Blaine shifted, leaning up to meet Kurt's lips in a lingering kiss. "I'm sorry Kurt" he whispered.

"What do you have to be sorry for?"

"I'm sorry for making you fit in. I'm sorry for not seeing how hard it was for you to be "Warbler Kurt" not just Kurt. I'm sorry that I didn't see earlier that I was hurting you. I'm just sorry for everything"

"Don't be sorry, I'm not. While I don't necessarily believe in fate, I think things do happen for a reason. All I know is that I am happy now and that is what matters."

"Can I ask a question Kurt?" Blaine asked quietly and at Kurt's nod continues "Why me? What makes me special enough to go through all the crap I put you through? I just don't get it."

"Now who's asking the hard ones Mr Anderson?" Kurt replied with a chuckle "Honestly, it started out as hero worship. You were the first person like me I had ever known and that made you more than special in my eyes. You were always so confident, so sure of yourself, so perfect that I couldn't help but start to fall for you. Then you became my best friend, you were always there to listen to me, to understand and that meant more than I can say. I finally fell when you started letting the walls come down, you became less of this perfect guy and became real. And then I gave up. I realized that your friendship meant more to me than any relationship could. And then you went and blew my mind. And I couldn't be happier"

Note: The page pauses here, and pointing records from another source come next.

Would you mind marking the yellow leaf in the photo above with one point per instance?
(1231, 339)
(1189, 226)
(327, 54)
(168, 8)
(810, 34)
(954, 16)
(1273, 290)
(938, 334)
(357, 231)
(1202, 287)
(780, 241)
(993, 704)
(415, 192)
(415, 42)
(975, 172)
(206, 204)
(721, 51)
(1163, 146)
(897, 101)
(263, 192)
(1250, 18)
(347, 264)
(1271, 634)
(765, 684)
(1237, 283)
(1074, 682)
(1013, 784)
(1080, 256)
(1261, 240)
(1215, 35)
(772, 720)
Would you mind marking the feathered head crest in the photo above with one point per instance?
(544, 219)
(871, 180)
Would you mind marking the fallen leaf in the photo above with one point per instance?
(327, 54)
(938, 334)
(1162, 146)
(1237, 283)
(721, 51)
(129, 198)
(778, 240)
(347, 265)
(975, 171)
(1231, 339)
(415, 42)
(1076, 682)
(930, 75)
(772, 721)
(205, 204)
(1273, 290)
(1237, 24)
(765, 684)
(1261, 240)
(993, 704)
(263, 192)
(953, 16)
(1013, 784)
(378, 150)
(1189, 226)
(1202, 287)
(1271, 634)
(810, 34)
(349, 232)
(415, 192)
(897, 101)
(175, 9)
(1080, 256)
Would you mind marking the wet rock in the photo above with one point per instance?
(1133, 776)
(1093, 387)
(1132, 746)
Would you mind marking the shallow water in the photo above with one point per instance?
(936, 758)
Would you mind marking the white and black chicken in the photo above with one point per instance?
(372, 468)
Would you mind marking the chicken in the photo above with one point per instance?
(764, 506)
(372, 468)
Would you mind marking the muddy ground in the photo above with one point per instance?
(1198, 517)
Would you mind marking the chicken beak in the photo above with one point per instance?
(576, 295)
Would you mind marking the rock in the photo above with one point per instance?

"I always want to keep you happy Kurt, because you make me feel so damn good. I am so glad that I finally SAW you that day. I honestly never thought that there were happy endings for guys like us, especially in Ohio. I never thought that I would find someone to hold, to kiss, to make me happy. You are my happy ending Kurt, I just want you to know that."

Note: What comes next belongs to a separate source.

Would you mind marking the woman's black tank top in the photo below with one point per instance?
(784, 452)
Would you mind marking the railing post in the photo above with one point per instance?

"And you are mine my dear" Kurt said leaning back down for another kiss, filled with hope and love and the promise of many more to come.


I have hit major writer's block on my 2 ongoing stories and figured I'd drop a oneshot to try and work myself into the frame of mind to continue. It's not much, nothing special but I love these two, hate that now that they are "just like any other couple" (to quote one of Darren's livestreams) we will see them in the context of everyone else, and wish all the best for them. I can't wait till prom queen, the preview makes me want to run out and check out all the spoilers, but I know too much already. Is CC in a kilt not just the HOTTEST thing you have ever seen? God to be a gay young man!